Conrad Layson, senior alternative propulsion analyst at AutoForecast Solutions, is not so optimistic.

"Part of me says that prices will rise and adjust simply because of the ways the laws of demand work," he said. If a company has battery components or critical minerals that are compliant with Inflation Reduction Act rules, "that's worth something at a premium."

It also depends on supply chain resilience, said Nathan Niese, associate director of electrification and climate change at Boston Consulting Group.

"With a whole new set of demand coming in — faster than otherwise might have been naturally expected — can the supply chains keep up?" he said. "If they can't, then you have a supply shortage, and it only takes one or a subset of materials to drive prices up on batteries again."

Republicans also worry that the credit is essentially a runaway train for companies that, despite building battery plants in the U.S., still might be reliant on China.

"The Biden administration clearly didn't consider the fact that it takes nearly a decade to permit a mine to extract the minerals needed to make electric vehicles, forcing businesses to look to China for these raw materials," Sen. Shelley Moore Capito, R-W.Va., said in a statement to Automotive News.
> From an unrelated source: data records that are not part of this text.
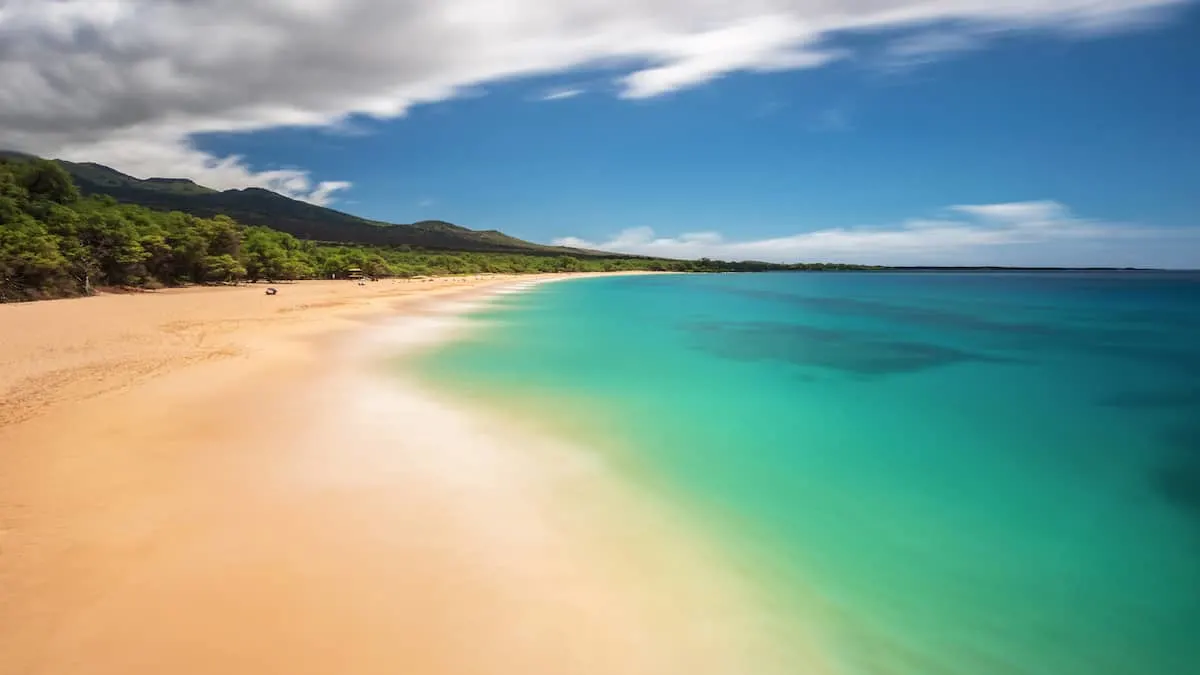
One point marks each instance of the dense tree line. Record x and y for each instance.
(55, 243)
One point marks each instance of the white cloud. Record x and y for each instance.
(559, 94)
(131, 82)
(1019, 233)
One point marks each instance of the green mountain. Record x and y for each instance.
(255, 205)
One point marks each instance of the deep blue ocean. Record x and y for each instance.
(957, 473)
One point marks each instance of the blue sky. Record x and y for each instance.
(883, 144)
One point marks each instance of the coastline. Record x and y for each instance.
(259, 497)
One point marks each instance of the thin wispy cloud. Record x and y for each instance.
(559, 94)
(1044, 233)
(132, 82)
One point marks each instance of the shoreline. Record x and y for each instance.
(269, 501)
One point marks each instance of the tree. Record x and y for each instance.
(47, 180)
(223, 268)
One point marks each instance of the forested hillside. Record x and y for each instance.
(255, 205)
(55, 243)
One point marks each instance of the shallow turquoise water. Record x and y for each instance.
(978, 473)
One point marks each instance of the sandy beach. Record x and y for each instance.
(217, 481)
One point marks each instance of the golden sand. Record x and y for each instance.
(217, 481)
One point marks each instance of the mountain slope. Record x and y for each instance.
(255, 205)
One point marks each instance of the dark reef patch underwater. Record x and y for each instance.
(967, 473)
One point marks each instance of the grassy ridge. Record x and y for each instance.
(55, 242)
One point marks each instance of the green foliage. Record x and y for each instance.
(54, 243)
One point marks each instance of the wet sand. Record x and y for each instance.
(215, 481)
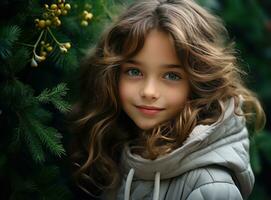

Building up battery manufacturing and the processing, refining and recycling plants needed to complete a domestic supply chain all come with similar timelines, she added, "without which, we remain dependent on China for each individual link."

While provisions such as 45X aim to foster a domestic EV supply chain in the U.S., China still dominates the processing and refining of key battery minerals.

"A legitimate question," George Mason's McDaniel pointed out, "is are we trading dependence on oil for dependence on critical minerals that we just don't have here?"

As one auto industry executive put it: "It's not like suddenly we're going to have mines that we can tap into and refining that can be done. It's just not going to happen quickly, and China is always going to be able to undercut anybody else's mining and processing because — let's face it — they don't have high environmental standards."

The executive, who was not authorized to comment publicly on the matter, said 45X might create a lot of battery plants but not necessarily "all the stuff that goes into them."

David Schwietert, chief policy officer at the Alliance for Automotive Innovation, said the production credits will help reduce U.S. reliance on China, but it won't happen overnight.

"There's no question," he said. "China has a 10- to 15-year head start on the U.S."

Leilani Gonzalez, policy director at Zero Emission Transportation Association, agreed.

"Folks are quite aware of where the U.S. is facing challenges and opportunities to expand domestic manufacturing operations, particularly EV batteries," she said. "They're right to say that it is going to take time. But it's either we do nothing and we lose the race, or we do everything we can to build it up as quickly as we can. I'm supportive of the latter."